I’ve had school on the brain lately. See, we’ve been school shopping. By which I do not mean lovingly selecting office supplies (I heart office supplies mucho), but trying on some school situations for size.
This is what we’ve been considering for the 2016-2017 school year for Henry’s fourth year of life.
Option 1: Pay for preschool
We had a meeting a bit back at Core International School. I really liked it. The classrooms are a bit small, but they have good outdoor space. It sounds like a good mix of structured activities and play. Although some kids might speak other languages, Henry would have more opportunities to interact with kids in English.
But there are cons.
1) This is a pricey option. No assistance for school for us until the kid is 5. That means the whole tuition would be out of our pockets.
2) It would drastically change my day-to-day routine. Drop off is between 8:30 and 9:00. Right now I can barely get us to Henry’s current school by 9:30. We would have to get up earlier, which probably means going to bed earlier. I’ve told you guys before; I don’t like feeling rushed somewhere if I don’t have to. I predict that every morning would feel rushed.
The school is still walkable, but it would be a longer walk. More like 15-20 minutes instead of 10. Definitely doable, but I’m hesitant on committing to that twice a day in who knows what kind of weather.
3) It would also change our vacation planning. We’d be stuck on the school schedule for holidays. We are looking at many years of this going forward. Do I really want to commit before I have to?
4) Mac would have to make his own arrangements. The school doesn’t start until 3. That means if I want something for Mac, I’d be looking at two school drops. Yikes. Unsubscribe.
We were offered a place, but spoiler alert (or spoilert as Henry says), we decided to turn it down. Core seems like a great school, but probably not a great fit for us at the moment.
Option 2: Go full on Italian
It is my understanding that we are eligible for the almost-free Italian public preschool here. We would have to do an onerous application process that I believe would be in February. No guarantee of getting a spot or a convenient school.
Pros: Very cheap. Henry would get all the language immersion he ever wanted.
Cons: It would be full day. I’m not sure I’m ready for full day every day. I imagine that the language barrier could be stressful for Henry, at least in the early days. I’m sure it would be stressful for me.
Maybe we’ll try it out. I know some people who have done it. I need to follow up with them to get more deets.
Option 3: More of the same
We could continue with our current situation which I do generally like. Henry has some friends there. I know the routine. Mac would be able to attend as well. It is convenient and affordable.
One of my friends asked why we would want to do something different. I think my quest started when Henry had a really rocky month after we started back post-summer break. After everything had been hunky dory, he was a mess going to school. Getting out of the house was a disaster. They had to peel him off of me. Every. Single. Time.
He had just moved up a class, and I worried that maybe something wasn’t working out with his new teachers. But now it seems like things are fine. Go figure.

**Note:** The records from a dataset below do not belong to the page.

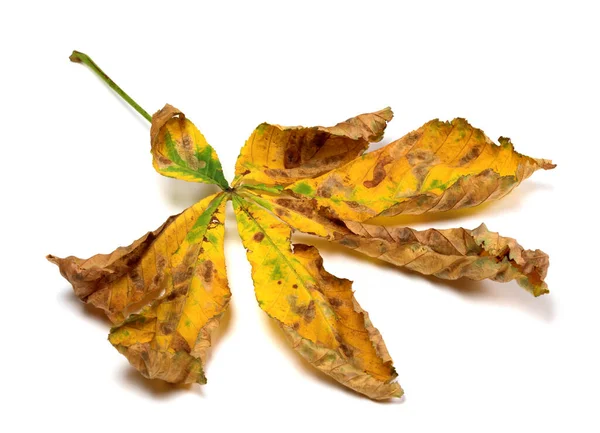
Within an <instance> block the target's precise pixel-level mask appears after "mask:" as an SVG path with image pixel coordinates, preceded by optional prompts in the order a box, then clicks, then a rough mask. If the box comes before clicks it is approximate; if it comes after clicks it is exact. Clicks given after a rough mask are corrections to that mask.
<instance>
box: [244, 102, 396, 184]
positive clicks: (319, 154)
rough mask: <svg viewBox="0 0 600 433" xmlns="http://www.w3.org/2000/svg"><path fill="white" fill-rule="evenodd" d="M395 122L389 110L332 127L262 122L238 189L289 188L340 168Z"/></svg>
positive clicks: (255, 136) (250, 143) (355, 118)
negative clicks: (247, 186)
mask: <svg viewBox="0 0 600 433" xmlns="http://www.w3.org/2000/svg"><path fill="white" fill-rule="evenodd" d="M392 117H393V113H392V110H391V109H390V108H389V107H388V108H385V109H383V110H380V111H377V112H375V113H365V114H361V115H358V116H356V117H352V118H350V119H348V120H346V121H344V122H340V123H338V124H337V125H335V126H330V127H324V126H314V127H310V128H304V127H301V126H296V127H289V126H279V125H271V124H268V123H263V124H261V125H259V126H258V127H257V128H256V129H255V130H254V132H253V133H252V135H251V136H250V138H248V140H247V141H246V144H245V145H244V147H243V148H242V150H241V152H240V156H239V157H238V160H237V162H236V167H235V174H236V180H234V185H236V184H238V183H239V184H247V185H250V186H257V187H260V186H261V184H264V185H287V184H290V183H292V182H294V181H296V180H299V179H305V178H311V177H315V176H319V175H321V174H323V173H326V172H328V171H330V170H333V169H335V168H337V167H341V166H342V165H344V164H346V163H348V162H350V161H352V160H353V159H354V158H356V157H357V156H359V155H360V154H362V153H363V152H364V151H365V149H367V147H368V146H369V143H373V142H377V141H380V140H381V139H382V138H383V132H384V130H385V127H386V126H387V122H389V121H390V120H391V119H392Z"/></svg>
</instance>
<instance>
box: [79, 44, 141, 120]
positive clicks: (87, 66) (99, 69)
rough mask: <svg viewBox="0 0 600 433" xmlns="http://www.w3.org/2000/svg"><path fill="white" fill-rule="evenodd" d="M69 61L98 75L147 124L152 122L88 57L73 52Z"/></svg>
mask: <svg viewBox="0 0 600 433" xmlns="http://www.w3.org/2000/svg"><path fill="white" fill-rule="evenodd" d="M69 60H71V61H72V62H74V63H83V64H84V65H86V66H87V67H89V68H90V69H91V70H92V71H94V72H95V73H96V75H98V76H99V77H100V78H101V79H102V81H104V82H105V83H106V84H108V86H109V87H110V88H111V89H113V90H114V91H115V92H116V93H117V94H118V95H119V96H120V97H121V98H123V99H124V100H125V101H127V103H128V104H129V105H131V106H132V107H133V108H134V109H135V111H137V112H138V113H140V114H141V115H142V116H144V118H145V119H146V120H147V121H148V122H152V116H150V115H149V114H148V112H147V111H146V110H144V109H143V108H142V107H140V106H139V105H138V103H137V102H135V101H134V100H133V99H131V97H130V96H129V95H128V94H127V93H125V92H124V91H123V89H121V88H120V87H119V86H117V83H115V82H114V81H113V80H111V79H110V77H109V76H108V75H106V74H105V73H104V71H103V70H102V69H100V68H99V67H98V65H96V63H95V62H94V61H93V60H92V59H91V58H90V56H88V55H87V54H84V53H80V52H79V51H73V54H71V56H70V57H69Z"/></svg>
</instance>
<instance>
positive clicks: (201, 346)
mask: <svg viewBox="0 0 600 433" xmlns="http://www.w3.org/2000/svg"><path fill="white" fill-rule="evenodd" d="M223 199H224V195H223V194H220V195H218V196H217V197H214V196H213V197H208V198H206V199H204V200H202V201H201V202H199V203H197V204H196V205H194V206H193V207H192V208H190V209H193V211H194V212H196V213H197V215H198V217H197V219H196V221H195V223H194V224H193V225H192V224H191V221H190V224H189V225H188V228H187V233H183V232H180V234H185V237H184V238H182V241H181V242H178V243H175V242H174V241H175V239H173V240H172V241H173V242H172V245H170V246H171V248H170V249H169V250H172V251H173V252H172V253H171V255H170V256H169V259H168V266H167V268H166V272H167V275H168V279H169V284H168V285H167V287H166V292H165V293H164V295H162V296H161V297H160V298H159V299H157V300H156V301H154V302H153V303H152V304H151V305H149V306H147V307H146V308H144V309H143V310H142V311H141V312H140V313H139V314H132V315H131V316H129V318H127V320H125V322H124V323H122V324H120V325H119V326H116V327H114V328H112V329H111V332H110V335H109V341H110V342H111V343H112V344H113V345H114V346H115V347H116V348H117V350H119V352H121V353H122V354H123V355H125V356H126V357H127V359H129V362H131V364H132V365H133V366H134V367H135V368H136V369H137V370H139V371H140V373H142V375H144V376H145V377H147V378H150V379H155V378H157V379H163V380H165V381H167V382H173V383H193V382H197V383H206V378H205V376H204V373H203V368H202V366H203V365H204V364H205V362H206V352H207V350H208V347H209V346H210V344H211V339H210V335H211V333H212V331H213V330H214V329H216V328H217V327H218V326H219V322H220V319H221V316H222V315H223V313H224V312H225V310H226V309H227V306H228V304H229V299H230V297H231V292H230V291H229V287H228V285H227V275H226V272H225V256H224V251H223V239H224V235H225V229H224V225H223V222H224V221H225V203H226V201H225V200H223Z"/></svg>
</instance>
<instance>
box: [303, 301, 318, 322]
mask: <svg viewBox="0 0 600 433" xmlns="http://www.w3.org/2000/svg"><path fill="white" fill-rule="evenodd" d="M303 316H304V320H305V321H306V323H310V322H312V321H313V319H314V318H315V316H316V309H315V301H313V300H311V301H310V302H309V303H308V306H307V307H306V310H304V314H303Z"/></svg>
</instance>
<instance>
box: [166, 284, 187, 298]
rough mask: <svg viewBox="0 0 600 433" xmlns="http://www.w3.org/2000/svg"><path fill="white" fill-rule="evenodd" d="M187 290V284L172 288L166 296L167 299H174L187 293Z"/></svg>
mask: <svg viewBox="0 0 600 433" xmlns="http://www.w3.org/2000/svg"><path fill="white" fill-rule="evenodd" d="M187 290H188V289H187V286H182V287H179V288H177V289H175V290H173V291H172V292H171V293H169V295H168V296H167V301H173V300H174V299H176V298H178V297H180V296H185V295H186V294H187Z"/></svg>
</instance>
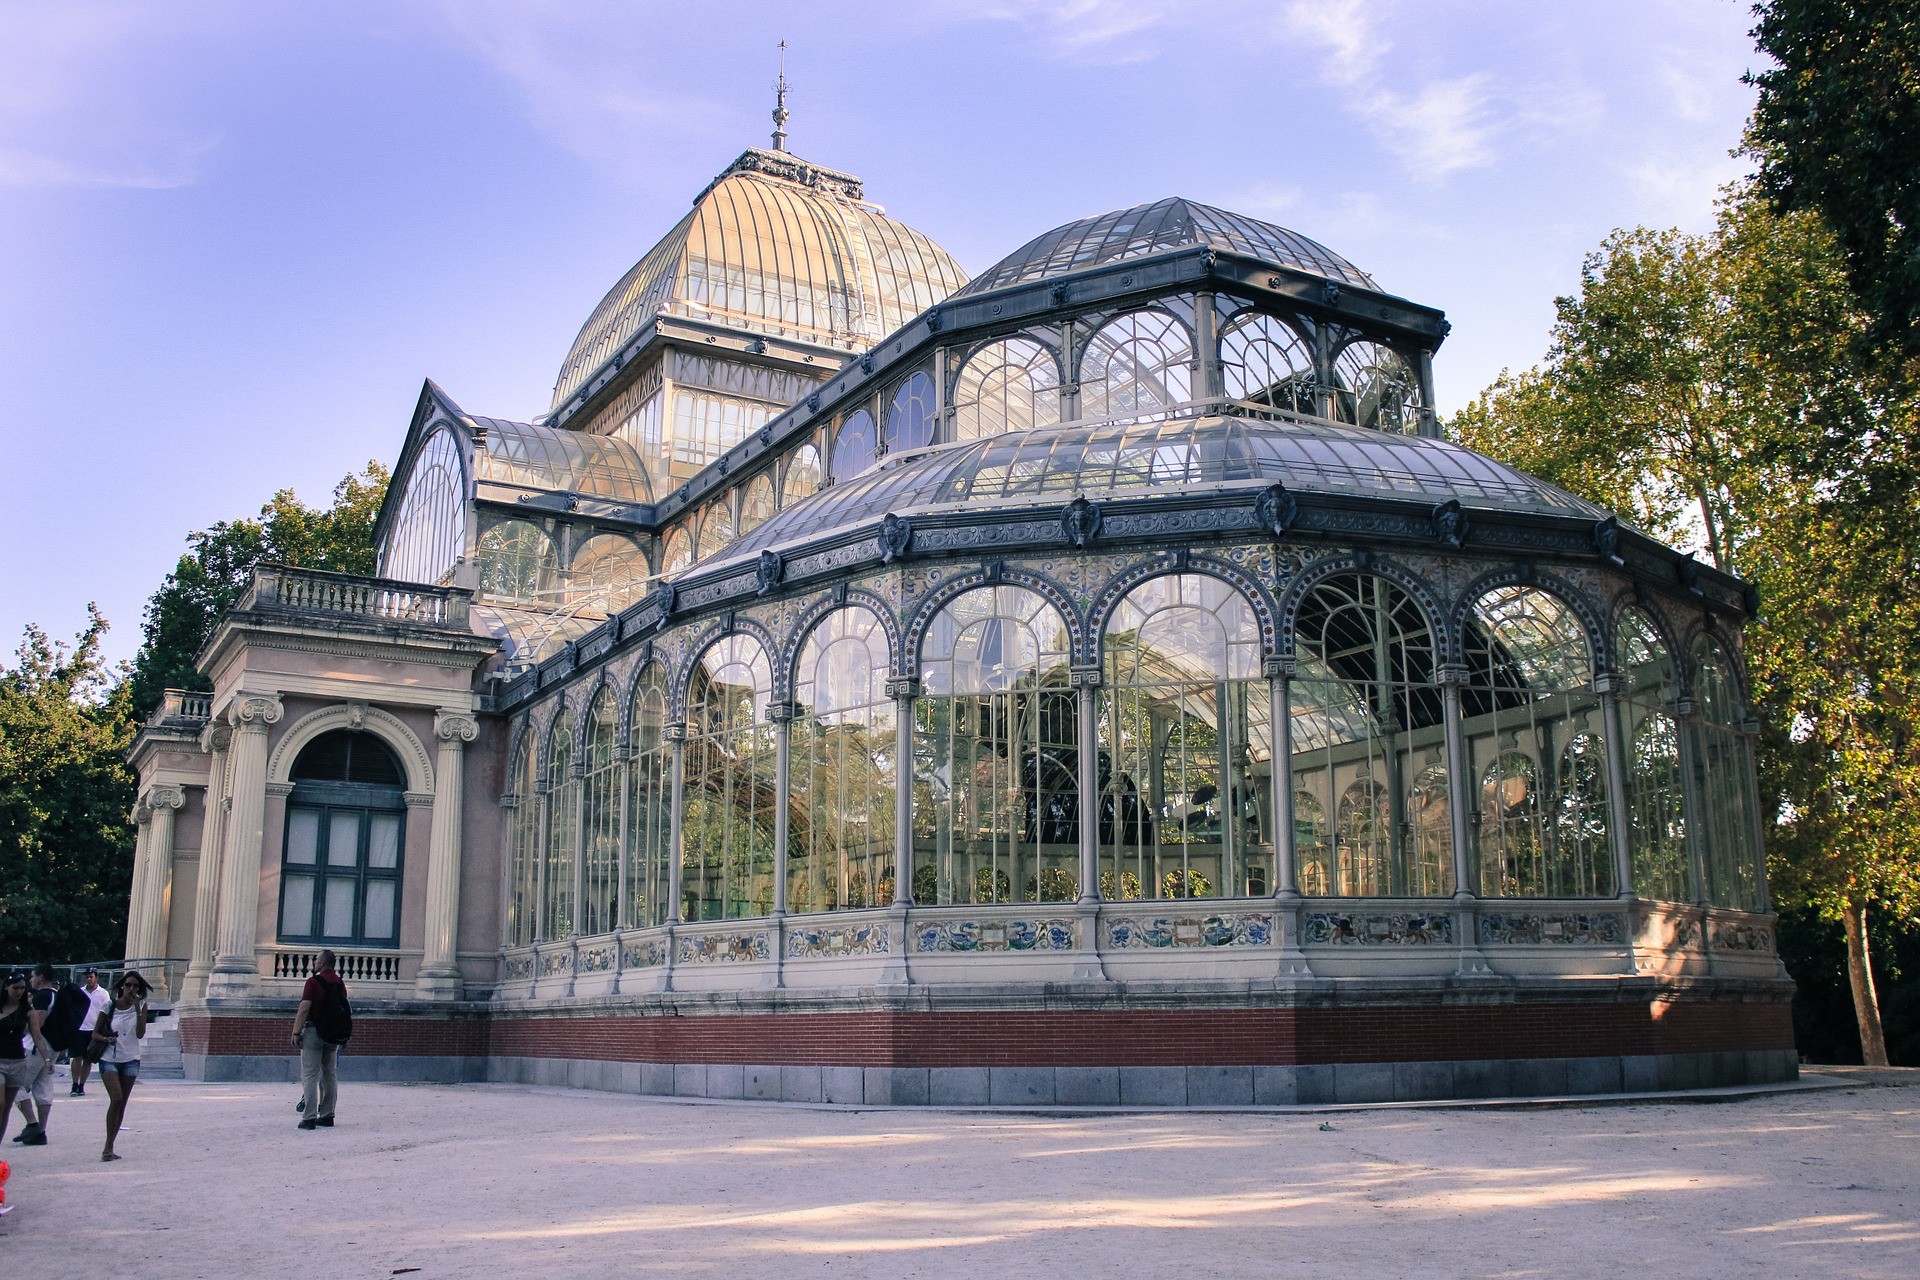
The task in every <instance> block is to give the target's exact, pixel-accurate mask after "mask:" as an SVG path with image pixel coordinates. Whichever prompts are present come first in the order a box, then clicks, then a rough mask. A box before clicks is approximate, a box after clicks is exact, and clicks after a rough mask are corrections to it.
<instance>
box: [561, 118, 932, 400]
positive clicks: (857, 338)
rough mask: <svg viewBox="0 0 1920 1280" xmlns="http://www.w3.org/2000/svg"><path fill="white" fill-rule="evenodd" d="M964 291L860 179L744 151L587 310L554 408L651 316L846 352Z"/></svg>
mask: <svg viewBox="0 0 1920 1280" xmlns="http://www.w3.org/2000/svg"><path fill="white" fill-rule="evenodd" d="M962 284H966V273H964V271H962V269H960V265H958V263H956V261H954V259H952V257H948V253H947V249H943V248H941V246H937V244H933V242H931V240H929V238H927V236H924V234H920V232H918V230H914V228H912V226H906V225H904V223H897V221H895V219H891V217H887V215H885V211H883V209H879V205H872V203H866V200H864V198H862V188H860V180H858V178H854V177H851V175H845V173H837V171H831V169H820V167H818V165H808V163H806V161H803V159H797V157H793V155H789V154H785V152H762V150H756V148H753V150H747V152H745V154H743V155H741V157H739V159H735V161H733V163H732V165H730V167H728V171H726V173H722V175H720V177H718V178H716V180H714V182H712V184H710V186H708V188H707V190H705V192H701V196H699V200H695V201H693V211H691V213H687V217H684V219H682V221H680V225H678V226H674V230H670V232H668V234H666V238H664V240H660V244H657V246H655V248H653V249H649V251H647V255H645V257H641V259H639V263H636V265H634V269H632V271H628V273H626V276H622V278H620V282H618V284H614V286H612V292H609V294H607V297H603V299H601V303H599V307H595V309H593V315H589V317H588V322H586V326H582V330H580V336H578V338H574V345H572V349H570V351H568V353H566V363H564V365H561V376H559V380H557V382H555V388H553V407H555V409H557V407H561V405H563V403H564V401H566V399H568V397H570V395H572V393H574V391H578V390H580V388H582V386H584V384H586V382H588V378H589V376H591V374H593V370H595V368H599V367H601V365H603V363H605V361H607V359H611V357H612V355H614V353H616V351H618V349H620V347H624V345H626V344H628V342H630V340H632V338H634V334H637V332H639V330H641V326H645V324H647V322H651V320H653V317H657V315H685V317H695V319H708V320H720V322H726V324H735V326H745V328H751V330H755V332H764V334H772V336H781V338H799V340H804V342H818V344H826V345H835V347H841V349H847V351H854V349H862V347H868V345H872V344H876V342H879V340H881V338H885V336H887V334H891V332H893V330H897V328H900V326H902V324H906V322H908V320H912V319H914V317H916V315H920V313H922V311H925V309H927V307H931V305H933V303H937V301H941V299H943V297H947V296H948V294H952V292H954V290H956V288H960V286H962Z"/></svg>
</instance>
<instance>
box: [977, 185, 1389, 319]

I also sometimes worry that this isn’t the best I could be doing. I’m not very concerned with any sort of pre-academics. I basically want Henry to have more opportunity to hang with other kids and do kid stuff. The problem is the language barrier. Yes, they can play, and yes, some kids speak English, but Henry can’t really get into imaginative role play. They just can’t communicate on that level.
I’m also not very concerned with Henry becoming fluent in Italian. I’d love for him to have exposure, and it would be great if he picked some up, but it isn’t an overarching goal. With the current deal, however, he isn’t getting as much Italian as he could. The school has been hiring lots of native English speakers so that the Italians kids get language exposure. Makes sense. But it means that Henry isn’t getting as much Italian as he could.
So is it worst of both worlds? More limited opportunities to interact because of the language barrier without as much actual language exposure? I don’t know.
I also worry that they are going to cancel baby parking at some point for me. If that happens, we’ll have to crunch some numbers to see if we want to pay the full monthly fee for one or two children. Day care here is definitely cheaper than DC. But it is more expensive than not doing anything.
Option 4: ?
Sometimes I think that maybe I want more time with the kids. They are going to be in school soon. Maybe I shouldn’t rush it. Maybe we should renew our zoo membership and get a membership to Explora and just put together our own routine. I still loathe dealing with art supplies, but I could get better?
I mean there are so many cool things to learn! The other day I looked at volcano videos with Henry. I got to see someone see a volcano erupting for the first time. Blew my mind a little. Like the metaphorical magma transforming into lava as it hit the air.
Or maybe there is some other school solution I haven’t thought of yet. Whatever we do, I hope it all works out in the end. Education probably doesn’t really matter that much anyway.
Any words of wisdom? Agonized on your own school solution? I guess I knew this would be a thing; I just thought I had more time!